When we were young,
I mean, when we were more close to sense, farther from the mind,
we would love to sleep in the wild,
or simulate it by sleeping on the roofs of houses that we climb to, by an easy and simple stairs,
houses of our relatives, whose cities have not yet completely destroyed their lives,
our relatives whose still live in the “villages” or the outskirts of cities.
we lay down,
count the stars and wait for the “blisters ” to sprout in our skins*.
take off our shaky teeth with our hands,
close our eyes and sing nonsense songs,
hoping that the fairy of the night comes, so we can clutch the braids of her shaggy hair, and fly with her to no distance.
wait for the roof of the sky to fall on us, hold it with our feet, then push it high into the air,
or fly toward it, as the distance purity of the cement colonies, between us and it, carry us, such as feathers blown by a wind.

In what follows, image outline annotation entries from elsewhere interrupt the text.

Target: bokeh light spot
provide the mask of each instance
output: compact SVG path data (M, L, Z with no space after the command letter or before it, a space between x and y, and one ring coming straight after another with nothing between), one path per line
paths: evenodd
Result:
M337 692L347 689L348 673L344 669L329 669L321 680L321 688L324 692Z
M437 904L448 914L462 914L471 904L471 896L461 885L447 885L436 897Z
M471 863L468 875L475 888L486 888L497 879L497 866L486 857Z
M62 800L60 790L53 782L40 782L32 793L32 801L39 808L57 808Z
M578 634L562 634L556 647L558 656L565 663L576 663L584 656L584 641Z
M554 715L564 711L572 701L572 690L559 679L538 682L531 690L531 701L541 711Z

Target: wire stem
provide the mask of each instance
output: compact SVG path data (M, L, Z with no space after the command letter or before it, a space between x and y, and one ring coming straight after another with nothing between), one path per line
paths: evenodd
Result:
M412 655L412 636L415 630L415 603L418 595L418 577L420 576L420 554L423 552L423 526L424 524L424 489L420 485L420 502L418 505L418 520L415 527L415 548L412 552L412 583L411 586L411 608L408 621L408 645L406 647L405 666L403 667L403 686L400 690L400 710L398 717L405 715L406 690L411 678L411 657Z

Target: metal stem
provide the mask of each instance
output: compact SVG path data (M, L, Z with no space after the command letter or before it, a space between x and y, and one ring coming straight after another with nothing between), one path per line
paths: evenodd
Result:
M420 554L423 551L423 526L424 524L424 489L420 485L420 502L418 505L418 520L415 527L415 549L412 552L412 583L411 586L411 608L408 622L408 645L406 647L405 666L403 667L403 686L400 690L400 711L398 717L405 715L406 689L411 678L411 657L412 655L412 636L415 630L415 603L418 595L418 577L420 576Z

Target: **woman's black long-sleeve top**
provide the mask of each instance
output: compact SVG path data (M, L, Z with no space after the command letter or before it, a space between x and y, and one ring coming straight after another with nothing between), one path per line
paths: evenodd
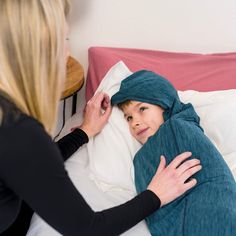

We were not afraid of the night!
and do not pass in our imagination those ambiguous questions that accompany it, that hide behind, a deep fear of restoring our sensory connection with the cosmos:
what if it rained?
what if night’s mosquitoes or day’s flies strip our skins?
what if the sun earlier shone and disturbed our desire to not be awakened?
we were not afraid to wake up then, but to fall in sleep what we feared of,
to miss something of the universe’s astonishment as we asleep.
We were not waiting to sleep to dream.
Do we remember when exactly the infection got us!
an infection of fear of awakening,
fear of that sleeping without a roof is not safe,
the fear which adults are fully aware of,
and know how to sharpen it with the flint of their defeats, then, under the pretext of love, they plant it, such as a stab in the back, inside us,
as children we are.
All roofs of the high buildings are closed, and its keys only with adults.